Muchos se escandalizaban estos días del tono bronco del debate de investidura. Pero salvo en aquellos que lo tienen por profesión, no veo yo que haya que escandalizarse de nada. El teatrillo de los aspavientos, los ataques verbales y los rostros de indignación es táctica habitual de los regímenes parlamentarios. Como los jugadores de lucha libre, los líderes políticos escenifican una rivalidad exagerada, no solo para negociar al alza o captar la atención de votantes y patrocinadores, sino, sobre todo, para disimular la ausencia real de controversia que entraña el juego democrático.

En nuestras democracias, más que verdaderos desacuerdos ideológicos, lo que hay es rivalidad por el poder, que es cosa muy distinta. De hecho, la bronca exhibición de «principios irrenunciables» y «diferencias insalvables» se activa especialmente cuando el poder está en juego (investiduras, periodos electorales) y -cuando no se usa como estrategia de crispación permanente- se desactiva en periodos de estabilidad.

Ahora bien, aunque en torno al objetivo del poder los políticos son -como dice la gente- «todos iguales», en cuanto a lo que unos y otros pretenden hacer con ese poder sí que debería haber una verdadera controversia. ¿O no?

Veamos.

En primer lugar, la controversia política es, en nuestras democracias, muy relativa. Cualquier partido que se haga con el poder y quiera conservarlo necesita el apoyo electoral de mayorías ideológicamente poco posicionadas y reacias, por principio, a aventuras políticas.

Esto tiende a igualar en la práctica la política de los partidos (los que tienen acceso al poder; los que no, pueden fantasear y generar controversias ficticias, en la confianza de que, al menos de momento, no van a gobernar).

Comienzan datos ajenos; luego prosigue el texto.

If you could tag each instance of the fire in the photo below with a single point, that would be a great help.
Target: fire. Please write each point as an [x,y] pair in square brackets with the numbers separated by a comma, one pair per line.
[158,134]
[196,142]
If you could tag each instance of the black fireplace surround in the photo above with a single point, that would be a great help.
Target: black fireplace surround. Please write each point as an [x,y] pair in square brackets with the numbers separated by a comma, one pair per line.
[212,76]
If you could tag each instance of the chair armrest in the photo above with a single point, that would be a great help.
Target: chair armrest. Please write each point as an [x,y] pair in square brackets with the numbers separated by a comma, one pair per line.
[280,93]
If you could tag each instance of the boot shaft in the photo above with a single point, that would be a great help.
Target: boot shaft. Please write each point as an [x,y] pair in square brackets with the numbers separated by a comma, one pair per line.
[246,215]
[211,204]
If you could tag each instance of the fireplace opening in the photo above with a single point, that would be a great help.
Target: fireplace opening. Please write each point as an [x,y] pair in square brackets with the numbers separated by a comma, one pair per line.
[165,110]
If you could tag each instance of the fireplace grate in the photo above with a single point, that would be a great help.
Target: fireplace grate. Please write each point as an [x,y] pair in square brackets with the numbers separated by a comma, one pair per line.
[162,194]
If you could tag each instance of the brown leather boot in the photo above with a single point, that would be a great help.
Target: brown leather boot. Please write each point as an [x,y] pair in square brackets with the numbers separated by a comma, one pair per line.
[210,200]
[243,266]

En segundo lugar, las disputas políticas que se exhiben públicamente son, por lo general, bastante superficiales. No hay más remedio: lo más importante está ya decidido de antemano por políticas económicas, equilibrios geopolíticos y dispositivos de legitimación cultural a gran escala que superan con creces las capacidades de los cada vez más endeudados, impotentes y culturalmente desustanciados Estados. De ahí que la controversia político- mediática se vuelque en debates morales (cuestiones bioéticas, derechos de las minorías, cuestiones de género…) o simbólicos (identidad nacional, religión, monarquía…) y no en tratar con profundidad sobre las estructuras productivas y sociales.

Pero, en tercer lugar, y más aún, la «controversia» -en sentido fuerte-resulta, sea cual sea, metafísicamente imposible. Las creencias y deseos de la gente, por distintos que parezcan, o son racionales o no lo son. Si son racionales la controversia es solo accidental y el acuerdo, tarde o temprano, necesario (razón, como la madre de uno, no hay más que una).

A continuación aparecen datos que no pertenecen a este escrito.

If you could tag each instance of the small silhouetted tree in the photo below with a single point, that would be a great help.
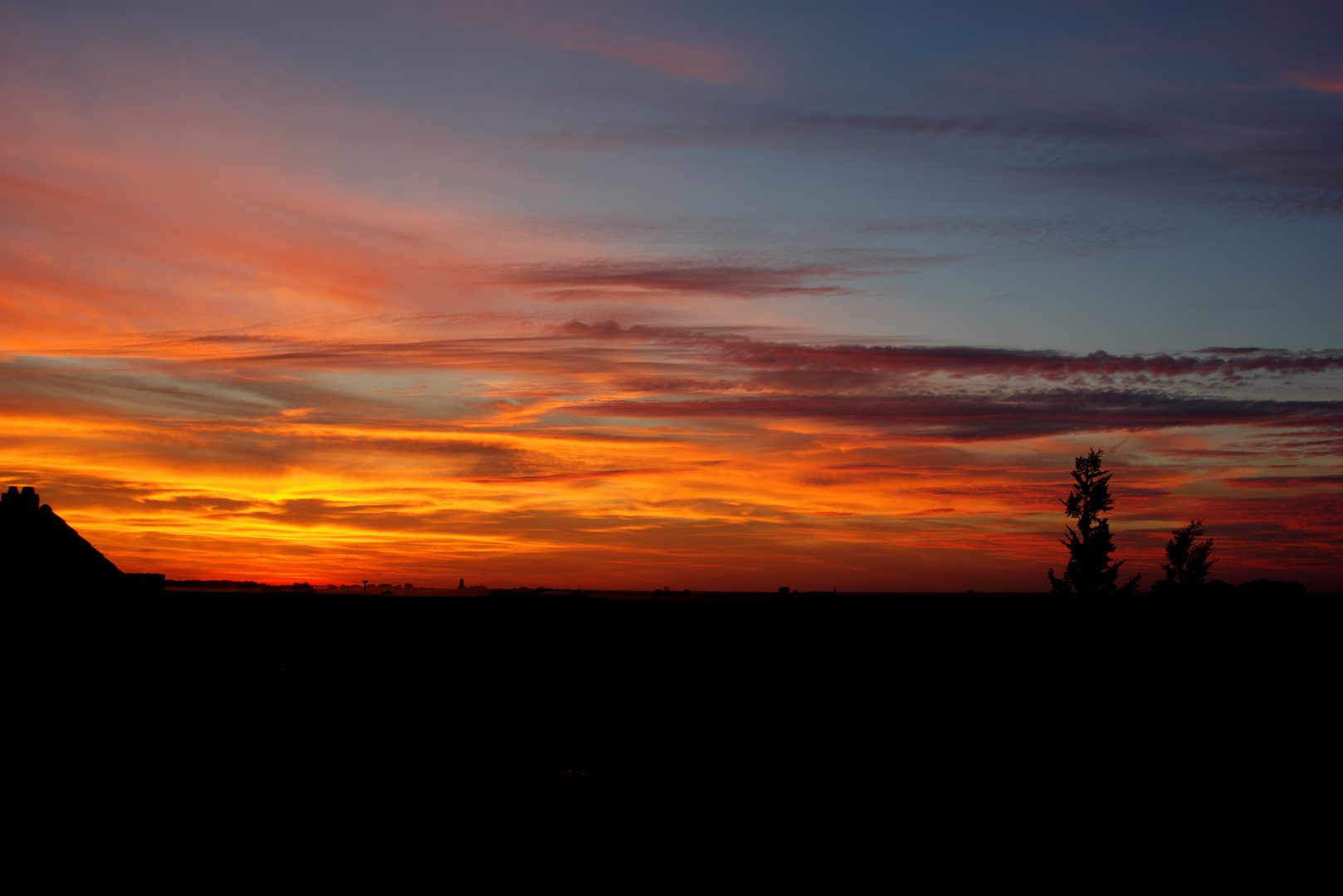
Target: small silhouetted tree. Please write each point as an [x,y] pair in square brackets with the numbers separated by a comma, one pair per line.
[1090,568]
[1188,559]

Y si son irracionales, o lo son por defecto o lo son por principio. Si lo son por defecto -como cuando somos víctimas de falacias, sesgos o noticias falsas- es de nuevo la razón la que disuelve la controversia librándonos de engaños y errores; y si lo son por principio -suponiendo que tal cosa fuera posible- solo cabe la fuerza para dirimir el conflicto; pero la fuerza no equivale a ninguna controversia, sino a un simple mecanismo físico (por el que unos presionan o resisten más que otros, una urna tiene más o menos votos que otra, etc.).

La controversia es, pues, en nuestras democracias, relativa y superficial y, en un sentido más amplio, imposible. Pero esto no anula la diferencia entre fuerzas políticas. Así, las utopías de la izquierda revelan esa imposibilidad apostando por la educación y el diálogo (que supone y persigue la resolución lógica de toda controversia), mientras que el realismo político de la derecha hace lo propio apostando por la fuerza (que es ya puro mecanismo sin controversia alguna). Ahora bien, esta última y supuesta controversiateológica entre el teleologismo y optimismo racional de la izquierda, y el mecanicismo y pesimismo antropológico de la derecha -o, como suele decirse, entre «convencer» y «vencer»- no puede ser, por lo dicho, menos aparente e imposible que cualquier otra. Ojalá nos convenza de ello esta nueva legislatura.